It was a long way between people for Sen. Chris Murphy in the eastern stretches of the state on Sunday. When he did run into someone on his walk across Connecticut, local issues — school enrollment, farm preservation and of course, property taxes — tended to come up first.

But this is no ordinary summer weekend for the nation. The standoff and tragedy involving white supremacists in Charlottesville, Va. emerged as a topic on people’s minds, though certainly not as hot as on cable TV news.

Sitting around a table at the newly refurbished Scotland General Store, Murphy chatted with three supporters. After the subject of out-of-towners arose, Ann Gruenberg made the connection.

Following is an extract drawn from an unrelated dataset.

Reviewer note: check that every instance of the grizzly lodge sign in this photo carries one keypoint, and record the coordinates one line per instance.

“I was thinking about that, with what happened in Virginia,” said Gruenberg, of Hampton. The right-wing marchers and torch-bearers, she said, “was people from out of town.”

That gave her a measure of comfort in a week when discomfort dominates at every level, between the standoff with North Korea, the national introspection about race and the state budget meltdown.

“I know your blood must boil with some of the comments,” Rod Perry, the Scotland third selectman and sole Democrat on the board, said to Murphy, as Cynthia Bass talked about the legacy of Thomas Jefferson in Charlottesville.

No need for Murphy to answer that one. He’s been outspoken on Twitter and elsewhere about the outrage not only of the display of racism and nationalism, but also President Donald Trump’s inexcusable failure to call out the white supremacists by that label, as terrorists.

He asked the three whether people “in places like this” talk about the Trump-Russia investigation, “or whether it’s just cable-TV chatter.” No one answered; they just kept talking about it.

Sunday marked the start of Murphy’s second high-octane walk across the state — a planned 106 miles in 4 ½ days, similar to the walk he did last summer leading up to Labor Day. As it happened, exactly as Murphy trekked over the famous Frog Bridge into downtown Willimantic, citizens gathered for a vigil against nationalist fervor.

He told those in attendance about a visit to Jackson, Miss. with Rep. John Lewis, D-Ga., where civil rights leader Medgar Evers was slain in 1963, where Evers’ blood remains entombed in the sidewalk.

“All that racism and anti-Semitism and misogyny didn’t disappear. It just went underground,” Murphy said before carefully inserting Trump, not for racism but for soft-peddling racist violence.

On this walk, he’s walking a fine line: Even though Murphy slammed Trump Saturday and tweeted that every significant political leader should speak out against the white supremacists specifically, he’s not calling out leaders who don’t.

“I’m not creating these litmus tests,” he said to me as we hiked a quiet stretch of Scotland.

Trump is just an object related to the problem, not the main subject. “This guy is 71 years old. We can hope he’s going to change but we have to look to ourselves,” Murphy said to the Willimantic crowd of about 250, largely but not overwhelmingly white.

“This is still one of the most segregated states,” he said, mentioning how black students are punished more than white students, in one example. “This is real. We have a lot of work to do.”

David Coffey, of Marlborough, told Murphy the Charlottesville incident “has given me a lot of anxiety, as the election of Trump gave me a lot of anxiety.”

Murphy repeated the theme to Coffey: “We have a lot to do. It’s not just about promoting diversity, it’s about pushing statutory policies.”

That event aside, Murphy set out on the walk to listen more than talk. He heard Wendy Sears, her 6-year-old daughter at her hip, describe how it’s growing harder for longtime residents of small Connecticut towns to stay put, with taxes and other problems. Sears, a local conservation board member, decried state spending and the inefficiency of home rule, the dominance of many towns.

“When the largest employer in the state is the state, you have a serious problem,” said Sears, who was planting flowers along a stone wall her husband had just rebuilt along Route 14.

She added, “We have 169 individual municipalities that want to remain autonomous, and you can’t do that.”

At the bucolic Windham Center green, Tyler Connelly ran from his house to meet Murphy after he and his girlfriend, Rose Veilleux, saw on Snapchat that Murphy was nearby. “When you held the floor of the U.S. Senate for tighter gun control, that was the strongest display of political integrity that I’ve seen in a long time,” Connelly told him in a low, solemn voice.

Murphy said he wasn’t sure how that June 2016 overnight event in the Senate chamber would turn out. “That’s really nice at this point to know that it meant something,” he said.

What Connelly didn’t tell Murphy was that five years ago last week, Connelly’s father bought a gun soon after he was discharged from an inpatient mental health program, and killed himself.

Over the next four days, Murphy will hear a microscopic fraction of personal stories of tragedy and a bit of triumph. The ideas swirling around Charlottesville shared the stage with a universe of ills Murphy heard at an evening town hall meeting at Eastern Connecticut State University.

At a time of hardship, Murphy spoke the one political constant of our era, without irony: “We have to understand that people want big change and we can’t be afraid to deliver it.”